Hacker News new | ask | show | jobs
by throwaway-1209 3290 days ago
The whole field of NLP and computational linguistics reminds me of that joke where a drunk is looking for his keys under a street lamp instead of where he actually lost them.

This is true in particular of anything that pertains to reasoning and knowledge representation. People still are trying to "infer rules" and do logical, rather than probabilistic reasoning. I get why that is. To me though, the kind of real life reasoning that humans do seems heavily probabilistic and contextual, Bayesian almost. And there's next to no notable work going on in that direction.

2 comments

>> People still are trying to "infer rules" and do logical, rather than probabilistic reasoning. I get why that is.

That is because it's very hard to collect statistics on something that you can't really quantify- meaning, in this case.

There was a thread on HN a couple of days ago about a blog post where someone was experimenting with, among other things, training an LSTM network to generate Java programs [1]. In one example, the LSTM did really well in reproducing the structure of a Java program, with import declarations, followed by a class implementing an interface with a few methods with structured comments and throws declarations and everything- and even a test!

On the other hand, this program was completely useless. From a cursory glance it would probably not even compile (e.g. it refered to undeclared variables etc). There was one method named "numericalMean()" that took a single double and returned an (undeclared) variable "sum". The class had a nonsensical name - "SinoutionIntegrator". The test was testing something called "Cosise", presumably a method- but not one defined in the class. In short- a mess.

That might sound a bit harsh, but I think it's a very good example of why statistical NLP is really bad at doing meaning: because there is nothing, not a shred, of meaning in examples of the data we use to train statistical models of language, i.e. text.

Because, you see, the relation between meaning and text (and even spoken language) is completely arbitrary. Or, to put it in another way, there are potentially an infinite number of valid mappings between structure and meaning, of which we, human beings, somehow by convention or some other crazy mechanism, have agreed to use just one. And even though the various forms language entities take (inflections etc) are used exactly to convey meaning, right, the rules of how meaning varies with structure are, again, completely independent from structure itself.

Now, we have done very well in modelling structure, from examples of it (which is what text is). But it's completely unreasonable to expect our algorithms to be able to extract meaning from it also.

And that is why people are still trying to put down the rules of meaning by hand. Because that's the only way we can think of, currently, to process meaning automatically.

________

[1] https://news.ycombinator.com/item?id=14526305

I don't think these two things are mutually exclusive.

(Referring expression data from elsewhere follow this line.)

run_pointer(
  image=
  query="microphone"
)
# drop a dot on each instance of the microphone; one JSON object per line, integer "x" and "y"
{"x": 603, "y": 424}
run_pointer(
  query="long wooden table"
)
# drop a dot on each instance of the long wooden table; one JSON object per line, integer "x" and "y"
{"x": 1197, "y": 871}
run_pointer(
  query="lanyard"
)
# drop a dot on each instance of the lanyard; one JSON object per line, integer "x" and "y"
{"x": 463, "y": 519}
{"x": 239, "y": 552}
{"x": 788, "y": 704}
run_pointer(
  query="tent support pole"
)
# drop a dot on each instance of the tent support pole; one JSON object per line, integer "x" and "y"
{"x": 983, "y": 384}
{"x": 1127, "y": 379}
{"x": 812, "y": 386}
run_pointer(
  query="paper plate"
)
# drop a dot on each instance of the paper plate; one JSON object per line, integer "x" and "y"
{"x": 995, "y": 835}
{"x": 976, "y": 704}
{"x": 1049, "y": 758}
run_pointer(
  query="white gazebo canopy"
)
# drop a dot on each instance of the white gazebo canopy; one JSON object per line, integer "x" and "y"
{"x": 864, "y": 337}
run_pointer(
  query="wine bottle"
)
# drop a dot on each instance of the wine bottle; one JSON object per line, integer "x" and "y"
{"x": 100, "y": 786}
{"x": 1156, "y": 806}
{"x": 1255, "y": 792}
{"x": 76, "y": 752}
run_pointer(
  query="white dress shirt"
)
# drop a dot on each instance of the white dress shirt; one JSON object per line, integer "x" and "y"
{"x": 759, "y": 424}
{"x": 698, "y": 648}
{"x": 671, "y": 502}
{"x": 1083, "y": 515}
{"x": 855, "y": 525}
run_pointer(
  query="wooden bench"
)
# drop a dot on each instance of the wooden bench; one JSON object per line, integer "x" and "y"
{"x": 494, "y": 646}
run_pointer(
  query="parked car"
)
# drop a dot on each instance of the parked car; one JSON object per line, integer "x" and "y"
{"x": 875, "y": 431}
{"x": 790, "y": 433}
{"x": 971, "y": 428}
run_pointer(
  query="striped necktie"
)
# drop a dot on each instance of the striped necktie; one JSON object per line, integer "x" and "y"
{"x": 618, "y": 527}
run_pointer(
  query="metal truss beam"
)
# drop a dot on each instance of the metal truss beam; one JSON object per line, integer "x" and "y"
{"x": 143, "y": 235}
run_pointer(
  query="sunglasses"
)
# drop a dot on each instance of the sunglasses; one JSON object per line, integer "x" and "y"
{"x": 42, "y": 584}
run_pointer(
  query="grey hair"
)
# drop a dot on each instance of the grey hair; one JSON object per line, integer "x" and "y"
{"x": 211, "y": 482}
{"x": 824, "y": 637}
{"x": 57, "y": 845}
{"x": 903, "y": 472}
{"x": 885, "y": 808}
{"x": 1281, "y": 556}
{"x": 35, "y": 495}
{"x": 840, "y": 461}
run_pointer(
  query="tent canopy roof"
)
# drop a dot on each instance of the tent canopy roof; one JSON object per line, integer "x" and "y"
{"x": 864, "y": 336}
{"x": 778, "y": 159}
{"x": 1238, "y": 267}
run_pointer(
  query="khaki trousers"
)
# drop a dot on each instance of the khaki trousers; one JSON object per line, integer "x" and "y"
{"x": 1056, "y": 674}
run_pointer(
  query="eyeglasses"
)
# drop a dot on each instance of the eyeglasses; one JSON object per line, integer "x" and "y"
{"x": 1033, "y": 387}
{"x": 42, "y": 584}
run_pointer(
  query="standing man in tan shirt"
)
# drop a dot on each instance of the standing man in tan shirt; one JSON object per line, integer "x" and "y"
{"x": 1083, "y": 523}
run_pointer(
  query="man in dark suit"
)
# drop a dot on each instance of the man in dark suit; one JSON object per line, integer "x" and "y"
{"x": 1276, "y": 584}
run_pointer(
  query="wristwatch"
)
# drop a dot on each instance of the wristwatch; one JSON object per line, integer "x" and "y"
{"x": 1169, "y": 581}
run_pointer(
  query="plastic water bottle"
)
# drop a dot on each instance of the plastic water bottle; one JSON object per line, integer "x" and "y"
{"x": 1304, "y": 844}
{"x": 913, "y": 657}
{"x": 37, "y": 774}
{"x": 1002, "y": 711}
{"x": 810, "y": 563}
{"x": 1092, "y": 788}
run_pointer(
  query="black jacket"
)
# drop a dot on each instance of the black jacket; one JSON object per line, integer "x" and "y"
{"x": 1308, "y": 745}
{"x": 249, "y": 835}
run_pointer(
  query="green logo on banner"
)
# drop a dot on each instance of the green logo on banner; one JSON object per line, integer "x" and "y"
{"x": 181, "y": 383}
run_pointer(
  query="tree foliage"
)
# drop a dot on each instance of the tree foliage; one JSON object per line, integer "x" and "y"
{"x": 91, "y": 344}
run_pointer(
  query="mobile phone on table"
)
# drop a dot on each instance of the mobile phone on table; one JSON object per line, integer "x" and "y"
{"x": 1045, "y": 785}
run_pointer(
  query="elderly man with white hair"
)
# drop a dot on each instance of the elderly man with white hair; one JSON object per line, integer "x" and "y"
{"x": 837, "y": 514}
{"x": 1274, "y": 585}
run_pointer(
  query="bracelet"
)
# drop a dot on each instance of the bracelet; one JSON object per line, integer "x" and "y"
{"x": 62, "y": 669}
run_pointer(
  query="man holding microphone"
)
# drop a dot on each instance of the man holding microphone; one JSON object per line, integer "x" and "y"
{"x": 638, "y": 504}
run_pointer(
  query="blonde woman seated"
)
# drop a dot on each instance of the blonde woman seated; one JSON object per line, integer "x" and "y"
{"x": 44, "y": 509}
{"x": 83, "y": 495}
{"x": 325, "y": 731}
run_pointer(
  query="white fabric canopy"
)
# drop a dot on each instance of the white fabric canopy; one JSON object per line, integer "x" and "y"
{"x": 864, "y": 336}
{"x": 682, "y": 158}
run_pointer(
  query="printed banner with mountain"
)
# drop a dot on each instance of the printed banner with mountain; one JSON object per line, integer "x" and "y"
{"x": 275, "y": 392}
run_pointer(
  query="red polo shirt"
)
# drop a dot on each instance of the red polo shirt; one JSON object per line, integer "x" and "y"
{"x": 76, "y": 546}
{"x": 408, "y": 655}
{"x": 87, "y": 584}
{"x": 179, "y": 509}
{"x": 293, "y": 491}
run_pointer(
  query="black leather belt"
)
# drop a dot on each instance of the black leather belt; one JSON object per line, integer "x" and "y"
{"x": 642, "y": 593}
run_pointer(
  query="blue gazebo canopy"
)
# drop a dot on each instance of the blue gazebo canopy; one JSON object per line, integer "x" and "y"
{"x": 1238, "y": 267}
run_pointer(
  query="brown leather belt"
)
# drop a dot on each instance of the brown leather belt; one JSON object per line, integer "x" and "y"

As far as I'm aware there is work underway to take logical constructions and integrate them with probablistic machine learning to do things like force zero probabilities in impossible input cases. That is encoding domain knowledge into the model directly in the form of symbolic reasoning.

I mean even Bayesian nets require some encoding of causality​ right? Maybe I'm reading to much of "blah symbolic reasoning is worthless" in your comment?

It's not worthless, per se, it's just not a precursor to AGI in any shape or form, no matter how much the researchers pretend otherwise.
Worth reading maybe?

http://reasoning.cs.ucla.edu/fetch.php?id=136&type=pdf

Abstract:

> We propose the Probabilistic Sentential Decision Diagram (PSDD): A complete and canonical representation of probability distributions defined over the models of a given propositional theory. Each parameter of a PSDD can be viewed as the (conditional) probability of making a decision in a corresponding Sentential Decision Diagram (SDD). The SDD itself is a recently proposed complete and canonical representation of propositional theories. We explore a number of interesting properties of PSDDs, including the independencies that underlie them. We show that the PSDD is a tractable representation. We further show how the parameters of a PSDD can be efficiently estimated, in closed form, from complete data. We empirically evaluate the quality of PSDDs learned from data, when we have knowledge, a priori, of the domain logical constraints.

Still working on my understanding but Professor Darwiche gave a lecture on the material in one of my classes. Salient bit:

> The problem we tackle here is that of developing a representation of probability distributions in the presence of massive, logical constraints. That is, given a propositional logic theory which represents domain constraints, our goal is to develop a representation that induces a unique probability distribution over the models of the given theory.